Subjects included 16 children with JPFMS, 16 children with arthritis, and 16 healthy controls. Participants completed the Dimensions of Temperament Survey-Revised (DOTS-R), State-Trait Anxiety Inventory, Children's Depression Inventory, Family Environment Scale (FES), Sensitivity Temperament Inventory for Pain (STIP), and Youth Self-Report. Responsiveness to an acute stressor was assessed by measuring salivary cortisol levels before and after venipuncture. Parents were asked to complete the parent versions of the DOTS-R, FES, STIP, Child Behavior Checklist, and Symptom Checklist-90-Revised.
Children and adolescents with JPFMS demonstrated more temperamental instability, increased levels of depression and anxiety, less family cohesion, and higher pain sensitivity compared with the other 2 groups.

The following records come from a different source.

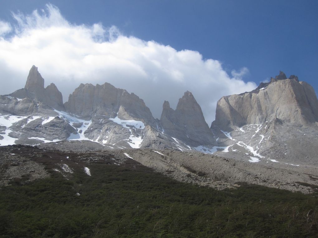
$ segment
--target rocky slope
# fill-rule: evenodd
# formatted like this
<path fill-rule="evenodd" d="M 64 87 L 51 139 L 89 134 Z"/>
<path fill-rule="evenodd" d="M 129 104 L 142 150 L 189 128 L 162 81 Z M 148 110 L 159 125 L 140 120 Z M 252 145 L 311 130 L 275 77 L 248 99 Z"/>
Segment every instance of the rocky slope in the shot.
<path fill-rule="evenodd" d="M 64 110 L 62 93 L 52 83 L 44 88 L 44 79 L 33 65 L 29 73 L 24 88 L 19 89 L 9 95 L 20 99 L 36 99 L 58 110 Z"/>
<path fill-rule="evenodd" d="M 91 163 L 120 166 L 128 162 L 136 166 L 140 163 L 180 181 L 219 189 L 237 187 L 239 182 L 305 193 L 316 191 L 318 188 L 316 166 L 294 167 L 285 165 L 277 167 L 273 162 L 253 164 L 194 151 L 110 150 L 96 142 L 64 141 L 35 147 L 2 146 L 0 156 L 2 158 L 0 160 L 0 185 L 10 184 L 15 180 L 27 182 L 42 178 L 49 176 L 52 170 L 67 178 L 85 167 L 89 172 Z M 93 173 L 90 174 L 94 176 Z"/>
<path fill-rule="evenodd" d="M 171 135 L 173 133 L 164 133 L 160 121 L 154 118 L 142 99 L 107 83 L 81 84 L 64 105 L 62 95 L 54 84 L 45 88 L 44 85 L 44 79 L 33 65 L 24 88 L 0 96 L 0 145 L 88 140 L 109 148 L 184 150 L 199 144 L 195 139 L 179 136 L 176 139 Z M 187 125 L 191 137 L 202 133 L 212 138 L 200 106 L 191 96 L 194 103 L 188 106 L 186 100 L 176 111 L 183 112 L 177 113 L 178 119 L 193 116 L 181 120 L 179 128 Z M 203 125 L 195 134 L 194 117 L 197 114 Z M 206 137 L 204 135 L 201 140 L 205 144 L 210 142 Z"/>
<path fill-rule="evenodd" d="M 219 146 L 228 152 L 227 157 L 315 165 L 317 116 L 318 100 L 312 87 L 280 72 L 251 92 L 223 97 L 211 128 Z"/>

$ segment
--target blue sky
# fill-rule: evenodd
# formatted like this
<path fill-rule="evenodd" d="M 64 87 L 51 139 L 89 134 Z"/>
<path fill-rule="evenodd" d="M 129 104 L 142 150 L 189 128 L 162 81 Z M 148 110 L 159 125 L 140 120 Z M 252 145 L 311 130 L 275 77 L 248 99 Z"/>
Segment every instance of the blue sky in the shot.
<path fill-rule="evenodd" d="M 19 10 L 25 16 L 31 14 L 36 9 L 40 15 L 41 9 L 47 11 L 45 4 L 48 2 L 43 1 L 1 2 L 0 20 L 9 23 L 12 28 L 17 23 L 12 12 L 17 14 Z M 197 51 L 204 61 L 210 59 L 217 61 L 221 65 L 222 70 L 226 72 L 230 78 L 236 78 L 237 75 L 236 79 L 245 84 L 243 85 L 240 83 L 238 85 L 239 86 L 237 87 L 243 90 L 254 86 L 247 85 L 248 82 L 254 82 L 258 85 L 271 76 L 274 77 L 281 70 L 287 77 L 291 74 L 298 76 L 300 80 L 307 82 L 316 92 L 318 92 L 316 80 L 318 75 L 316 14 L 318 1 L 117 0 L 51 1 L 49 2 L 59 10 L 63 19 L 71 26 L 84 24 L 89 27 L 99 23 L 106 29 L 114 26 L 121 35 L 133 37 L 146 42 L 153 41 L 160 45 L 169 45 L 178 52 L 184 50 Z M 15 34 L 16 33 L 11 31 L 4 37 L 8 40 L 10 36 Z M 35 64 L 40 65 L 41 62 L 32 64 Z M 144 65 L 142 67 L 145 67 L 142 65 Z M 45 72 L 46 68 L 42 67 L 43 71 Z M 41 72 L 39 66 L 39 70 Z M 173 71 L 173 69 L 171 70 Z M 181 70 L 176 71 L 183 73 Z M 7 73 L 5 75 L 8 77 L 10 71 Z M 53 76 L 48 72 L 45 73 L 46 78 L 41 73 L 46 82 L 48 79 L 54 81 Z M 115 77 L 115 75 L 108 76 L 111 76 Z M 16 77 L 20 76 L 17 74 Z M 194 75 L 192 77 L 195 78 Z M 158 77 L 156 76 L 156 80 L 160 82 L 161 79 Z M 101 82 L 101 79 L 99 80 L 96 82 Z M 59 84 L 62 85 L 58 80 L 54 82 L 58 87 Z M 123 86 L 125 85 L 124 81 L 117 85 L 114 82 L 110 82 L 116 86 L 125 88 Z M 211 85 L 212 93 L 214 92 L 214 86 Z M 77 85 L 74 85 L 73 87 L 76 86 Z M 205 86 L 206 85 L 203 84 L 202 87 Z M 191 91 L 191 88 L 187 89 L 184 85 L 180 87 Z M 145 97 L 134 92 L 133 90 L 135 89 L 133 87 L 131 89 L 126 89 L 130 92 L 135 92 L 144 99 L 147 98 L 146 95 Z M 233 92 L 229 89 L 224 93 L 228 92 L 229 94 Z M 70 92 L 66 90 L 62 92 L 64 101 L 67 101 L 65 95 Z M 200 98 L 199 89 L 195 90 L 194 92 L 194 95 L 199 99 L 197 100 L 200 105 L 204 104 L 202 103 L 204 99 Z M 204 95 L 206 98 L 207 95 Z M 177 99 L 182 95 L 176 95 L 175 99 L 168 96 L 167 94 L 167 98 L 169 101 L 173 101 L 170 102 L 170 104 L 175 106 Z M 214 99 L 208 104 L 201 105 L 208 124 L 213 119 L 213 109 L 215 109 L 215 106 L 211 105 L 215 104 L 217 100 Z M 159 112 L 161 110 L 161 108 L 153 108 L 158 107 L 159 103 L 162 105 L 163 101 L 151 105 L 150 102 L 147 103 L 149 99 L 145 100 L 146 105 L 151 105 L 148 106 L 152 111 Z M 209 106 L 212 112 L 208 112 Z M 153 113 L 158 117 L 159 112 Z"/>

Parents of children with JPFMS, in rating themselves, also reported higher levels of anxiety and depression, and lower overall psychological adjustment compared with parents of children in the other groups.
These results suggest that a psychobiologic perspective may contribute to an increased understanding of JPFMS in children and adolescents, facilitating an approach to investigating the interaction of factors that appear to place a child at risk for development of a pain syndrome. Because temperamental instability, sensitivity to pain, vulnerability to stress, psychological adjustment, family context, and parental psychopathology are individual risk factors, the interaction of these factors may explain the breadth of symptoms associated with this pain syndrome, as well as its severity.